Para o Estado, a situação é muito cômoda! Basta não fazer nada, que a receita tributária do ITCMD tende a aumentar, sem que isto represente aumento da riqueza ou maior eficiência dos órgãos fiscalizadores.
No entanto, diz a Constituição da República que um de seus fundamentos é a dignidade da pessoa humana (art. 1º, III). O art. 3º, III, por sua vez, elege como objetivos fundamentais a erradicação da pobreza e da marginalização e a redução das desigualdades sociais. A progressividade das alíquotas do ITCMD colabora com a consecução desses objetivos, mas a progressividade da Lei 13.136/2004 é apenas aparente. A falta de atualização dos valores leva todos para a alíquota máxima.

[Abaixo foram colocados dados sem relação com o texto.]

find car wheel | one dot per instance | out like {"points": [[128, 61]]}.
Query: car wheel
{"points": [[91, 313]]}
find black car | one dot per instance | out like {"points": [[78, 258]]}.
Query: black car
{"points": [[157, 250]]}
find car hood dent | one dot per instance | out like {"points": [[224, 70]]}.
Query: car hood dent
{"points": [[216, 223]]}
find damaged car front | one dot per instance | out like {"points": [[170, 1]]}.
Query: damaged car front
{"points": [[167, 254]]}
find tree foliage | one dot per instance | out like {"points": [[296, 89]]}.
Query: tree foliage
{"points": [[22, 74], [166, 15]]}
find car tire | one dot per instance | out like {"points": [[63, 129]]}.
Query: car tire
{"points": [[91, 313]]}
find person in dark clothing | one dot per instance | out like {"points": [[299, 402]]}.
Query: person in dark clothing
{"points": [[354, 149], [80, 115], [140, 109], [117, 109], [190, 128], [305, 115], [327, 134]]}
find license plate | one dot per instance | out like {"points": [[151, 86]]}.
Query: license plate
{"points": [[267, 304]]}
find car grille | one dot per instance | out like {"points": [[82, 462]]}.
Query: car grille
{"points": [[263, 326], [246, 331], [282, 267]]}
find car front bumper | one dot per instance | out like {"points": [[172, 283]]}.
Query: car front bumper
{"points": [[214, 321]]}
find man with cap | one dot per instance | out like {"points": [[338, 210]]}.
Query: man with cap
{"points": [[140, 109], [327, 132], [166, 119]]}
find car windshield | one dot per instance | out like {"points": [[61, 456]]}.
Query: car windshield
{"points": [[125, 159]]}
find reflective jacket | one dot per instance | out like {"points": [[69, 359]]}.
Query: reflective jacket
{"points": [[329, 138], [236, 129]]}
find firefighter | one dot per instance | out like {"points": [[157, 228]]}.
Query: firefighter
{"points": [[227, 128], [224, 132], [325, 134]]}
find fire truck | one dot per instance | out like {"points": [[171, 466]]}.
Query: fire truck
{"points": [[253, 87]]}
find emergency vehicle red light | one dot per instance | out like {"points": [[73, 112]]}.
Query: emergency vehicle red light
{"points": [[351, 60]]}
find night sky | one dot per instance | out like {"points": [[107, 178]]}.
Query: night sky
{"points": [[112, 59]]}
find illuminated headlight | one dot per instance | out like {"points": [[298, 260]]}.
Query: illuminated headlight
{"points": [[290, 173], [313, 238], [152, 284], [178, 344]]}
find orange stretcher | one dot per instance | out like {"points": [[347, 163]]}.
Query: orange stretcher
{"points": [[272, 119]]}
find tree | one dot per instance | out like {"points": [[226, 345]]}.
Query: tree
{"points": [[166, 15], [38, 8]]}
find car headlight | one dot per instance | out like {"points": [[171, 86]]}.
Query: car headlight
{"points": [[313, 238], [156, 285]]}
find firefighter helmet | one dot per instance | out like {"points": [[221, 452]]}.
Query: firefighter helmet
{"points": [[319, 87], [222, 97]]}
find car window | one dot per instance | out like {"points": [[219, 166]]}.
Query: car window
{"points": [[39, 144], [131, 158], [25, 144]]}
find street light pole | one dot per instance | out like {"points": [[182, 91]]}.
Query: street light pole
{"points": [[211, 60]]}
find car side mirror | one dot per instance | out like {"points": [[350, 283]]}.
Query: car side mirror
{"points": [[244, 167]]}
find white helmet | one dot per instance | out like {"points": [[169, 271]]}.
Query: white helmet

A questão, contudo, tem uma componente de ordem moral. 
Klaus Tipke distingue entre a moral tributária do Estado, a moral tributária dos contribuintes e a moral tributária da Administração. A esta última refere-se o princípio da moralidade administrativa prevista no art. 37 da Constituição Federal. 
A moral tributária do Estado, segundo Tipke, repousa no princípio da capacidade econômica. Será moral o tributo que cobre de cada um conforme a sua capacidade de contribuir.
Entre nós, Marco Aurélio Greco (Notas sobre o Princípio da Moralidade, in Direito Tributário: homenagem a Alcides Jorge Costa. Coord. Luis Eduardo Schouri. São Paulo: Quartier Latin, 2003) leciona que “conduta imoral não é a que ‘desobedece’ um padrão prévio, mas sim a que causa ‘injustiça’ a alguém. Moralidade, pois, é conceito que só pode ser aferido em relação ao Outro que é destinatário da conduta”.
Em síntese, o crescimento da arrecadação, devida à não atualização da tabela do ITCMD, de modo que todos passem gradualmente a ser tributados pela alíquota mais alta, caracteriza uma imoralidade, na medida que subverte a progressividade e o princípio de cada um ser tributado na medida de sua capacidade econômica.